Benjamin Woolfield Mountfort (born March 13, 1825 in Birmingham , England , † March 15, 1898 in Avonside , New Zealand) was an English emigrant in New Zealand , who became one of the most important architects of the 19th century there. He was instrumental in redesigning the city of Christchurch . He was also named Canterbury Province's first official architect . Being heavily influenced by Anglo-Catholicism and early Victorian architecture , he brought the neo-Gothic style to New Zealand.
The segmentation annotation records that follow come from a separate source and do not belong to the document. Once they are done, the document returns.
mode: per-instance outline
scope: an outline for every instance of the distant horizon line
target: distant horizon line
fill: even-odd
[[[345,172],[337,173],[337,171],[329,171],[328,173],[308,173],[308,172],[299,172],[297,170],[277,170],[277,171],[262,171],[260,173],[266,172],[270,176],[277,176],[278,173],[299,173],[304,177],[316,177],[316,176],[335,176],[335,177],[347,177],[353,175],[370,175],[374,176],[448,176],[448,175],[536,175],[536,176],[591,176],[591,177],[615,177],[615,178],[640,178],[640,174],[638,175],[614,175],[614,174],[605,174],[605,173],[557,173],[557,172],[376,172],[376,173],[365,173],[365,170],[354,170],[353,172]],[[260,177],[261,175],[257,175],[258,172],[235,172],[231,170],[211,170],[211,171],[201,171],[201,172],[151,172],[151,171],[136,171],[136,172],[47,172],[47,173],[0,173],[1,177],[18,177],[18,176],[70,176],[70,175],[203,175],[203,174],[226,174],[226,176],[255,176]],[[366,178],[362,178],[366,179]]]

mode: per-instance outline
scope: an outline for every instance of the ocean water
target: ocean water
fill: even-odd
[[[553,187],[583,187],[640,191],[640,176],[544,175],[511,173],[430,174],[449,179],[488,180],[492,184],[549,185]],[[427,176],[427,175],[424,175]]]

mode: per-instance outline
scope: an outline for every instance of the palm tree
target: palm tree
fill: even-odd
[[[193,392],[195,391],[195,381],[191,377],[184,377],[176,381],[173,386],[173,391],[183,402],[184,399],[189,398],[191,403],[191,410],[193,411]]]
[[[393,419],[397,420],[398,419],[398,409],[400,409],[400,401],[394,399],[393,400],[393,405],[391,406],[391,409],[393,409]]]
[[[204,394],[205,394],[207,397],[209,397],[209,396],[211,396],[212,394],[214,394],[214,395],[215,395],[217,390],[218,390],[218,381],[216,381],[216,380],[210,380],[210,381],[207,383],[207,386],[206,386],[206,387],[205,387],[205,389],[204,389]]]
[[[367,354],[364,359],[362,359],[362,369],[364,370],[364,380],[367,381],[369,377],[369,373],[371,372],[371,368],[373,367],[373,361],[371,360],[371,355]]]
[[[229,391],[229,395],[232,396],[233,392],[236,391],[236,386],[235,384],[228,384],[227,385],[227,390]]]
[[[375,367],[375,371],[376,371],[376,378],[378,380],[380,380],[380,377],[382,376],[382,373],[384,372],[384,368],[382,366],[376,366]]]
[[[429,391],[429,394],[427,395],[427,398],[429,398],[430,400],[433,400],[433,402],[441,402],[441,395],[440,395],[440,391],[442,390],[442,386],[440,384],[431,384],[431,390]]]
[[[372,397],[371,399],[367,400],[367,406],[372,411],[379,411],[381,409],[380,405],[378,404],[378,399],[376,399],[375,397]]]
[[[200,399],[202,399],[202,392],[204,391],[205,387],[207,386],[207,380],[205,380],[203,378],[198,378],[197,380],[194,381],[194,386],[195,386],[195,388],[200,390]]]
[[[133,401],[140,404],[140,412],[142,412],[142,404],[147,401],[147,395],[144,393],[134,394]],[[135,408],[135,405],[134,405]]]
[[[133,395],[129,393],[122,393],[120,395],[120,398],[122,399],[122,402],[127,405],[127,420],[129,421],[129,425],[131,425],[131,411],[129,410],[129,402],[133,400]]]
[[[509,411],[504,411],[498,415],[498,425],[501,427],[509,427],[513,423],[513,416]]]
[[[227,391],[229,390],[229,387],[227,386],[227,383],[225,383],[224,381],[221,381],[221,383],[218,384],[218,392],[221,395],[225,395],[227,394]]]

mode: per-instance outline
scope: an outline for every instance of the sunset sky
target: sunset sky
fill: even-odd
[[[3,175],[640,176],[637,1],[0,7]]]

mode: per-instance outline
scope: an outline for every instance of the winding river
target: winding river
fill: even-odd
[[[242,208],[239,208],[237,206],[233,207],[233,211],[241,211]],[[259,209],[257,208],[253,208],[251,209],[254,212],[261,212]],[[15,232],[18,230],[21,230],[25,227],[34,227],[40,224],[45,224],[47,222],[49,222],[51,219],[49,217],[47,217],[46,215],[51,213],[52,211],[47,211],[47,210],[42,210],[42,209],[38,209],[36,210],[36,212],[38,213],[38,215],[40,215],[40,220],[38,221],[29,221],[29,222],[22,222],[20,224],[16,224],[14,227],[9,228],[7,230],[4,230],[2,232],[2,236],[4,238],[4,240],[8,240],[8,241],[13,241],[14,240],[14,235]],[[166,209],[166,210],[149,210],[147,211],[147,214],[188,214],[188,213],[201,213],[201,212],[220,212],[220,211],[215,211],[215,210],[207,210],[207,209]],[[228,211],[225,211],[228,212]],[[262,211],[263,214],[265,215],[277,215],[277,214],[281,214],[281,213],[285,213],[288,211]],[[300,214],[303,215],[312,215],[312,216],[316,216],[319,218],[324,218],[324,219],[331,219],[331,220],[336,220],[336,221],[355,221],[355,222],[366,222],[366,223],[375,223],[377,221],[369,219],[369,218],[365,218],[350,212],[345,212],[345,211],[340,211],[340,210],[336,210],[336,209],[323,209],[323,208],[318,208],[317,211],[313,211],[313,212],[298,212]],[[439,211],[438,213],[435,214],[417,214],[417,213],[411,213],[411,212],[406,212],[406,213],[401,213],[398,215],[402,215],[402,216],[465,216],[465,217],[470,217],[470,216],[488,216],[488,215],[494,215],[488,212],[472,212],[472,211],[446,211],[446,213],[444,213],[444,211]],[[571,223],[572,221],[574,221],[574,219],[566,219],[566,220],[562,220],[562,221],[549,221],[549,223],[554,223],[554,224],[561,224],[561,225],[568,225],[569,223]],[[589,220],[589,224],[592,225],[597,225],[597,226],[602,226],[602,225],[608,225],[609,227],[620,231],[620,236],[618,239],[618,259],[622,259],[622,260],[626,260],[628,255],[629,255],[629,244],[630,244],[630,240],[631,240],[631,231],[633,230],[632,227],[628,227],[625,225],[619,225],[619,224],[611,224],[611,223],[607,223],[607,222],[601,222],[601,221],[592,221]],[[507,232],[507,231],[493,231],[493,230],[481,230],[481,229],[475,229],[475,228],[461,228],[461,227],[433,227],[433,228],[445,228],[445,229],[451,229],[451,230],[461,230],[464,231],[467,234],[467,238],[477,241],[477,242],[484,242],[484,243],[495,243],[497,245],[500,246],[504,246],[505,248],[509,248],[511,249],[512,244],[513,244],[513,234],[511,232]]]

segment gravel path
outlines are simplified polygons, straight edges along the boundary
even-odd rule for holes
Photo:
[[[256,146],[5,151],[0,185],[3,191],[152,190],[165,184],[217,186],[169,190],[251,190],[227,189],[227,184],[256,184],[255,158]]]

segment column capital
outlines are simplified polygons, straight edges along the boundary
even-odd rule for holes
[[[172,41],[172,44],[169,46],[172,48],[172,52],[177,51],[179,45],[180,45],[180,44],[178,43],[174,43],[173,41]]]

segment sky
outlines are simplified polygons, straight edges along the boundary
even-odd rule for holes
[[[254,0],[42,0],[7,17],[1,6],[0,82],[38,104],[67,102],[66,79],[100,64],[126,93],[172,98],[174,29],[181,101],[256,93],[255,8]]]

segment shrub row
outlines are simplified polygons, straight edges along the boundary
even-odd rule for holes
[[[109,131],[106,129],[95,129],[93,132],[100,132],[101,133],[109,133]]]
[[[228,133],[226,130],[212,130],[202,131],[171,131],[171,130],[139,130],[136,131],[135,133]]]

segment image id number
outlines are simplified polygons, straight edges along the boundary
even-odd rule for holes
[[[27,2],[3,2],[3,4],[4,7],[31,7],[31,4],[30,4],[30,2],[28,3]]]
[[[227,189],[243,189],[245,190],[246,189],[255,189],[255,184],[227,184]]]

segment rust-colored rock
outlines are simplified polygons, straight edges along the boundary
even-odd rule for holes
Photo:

Its Gothic style of wood and stone is unique in this province. Today he is considered to be the most important architect in Canterbury Province.

Early life

Mountfort was born in Birmingham, an industrial city in the Midlands of England, the son of perfumer Thomas Mountfort and his wife Susanna (née Woolfield). As a teenager he moved to London , where he studied architecture with the Anglo-Catholic architect Richard Cromwell Carpenter , whose preference for the Gothic style Mountfort influenced his life. After completing his studies, he worked as an architect in London until he emigrated to Canterbury in New Zealand in 1850 with his wife Emily Elizabeth Newman, whom he married in 1849 . He traveled with the Charlotte-Jane , one of the famous "first four ships". The names of the first settlers, known as "The Pilgrims", are engraved on the marble slabs in front of Cathedral Square in Christchurch , which Mountfort helped design.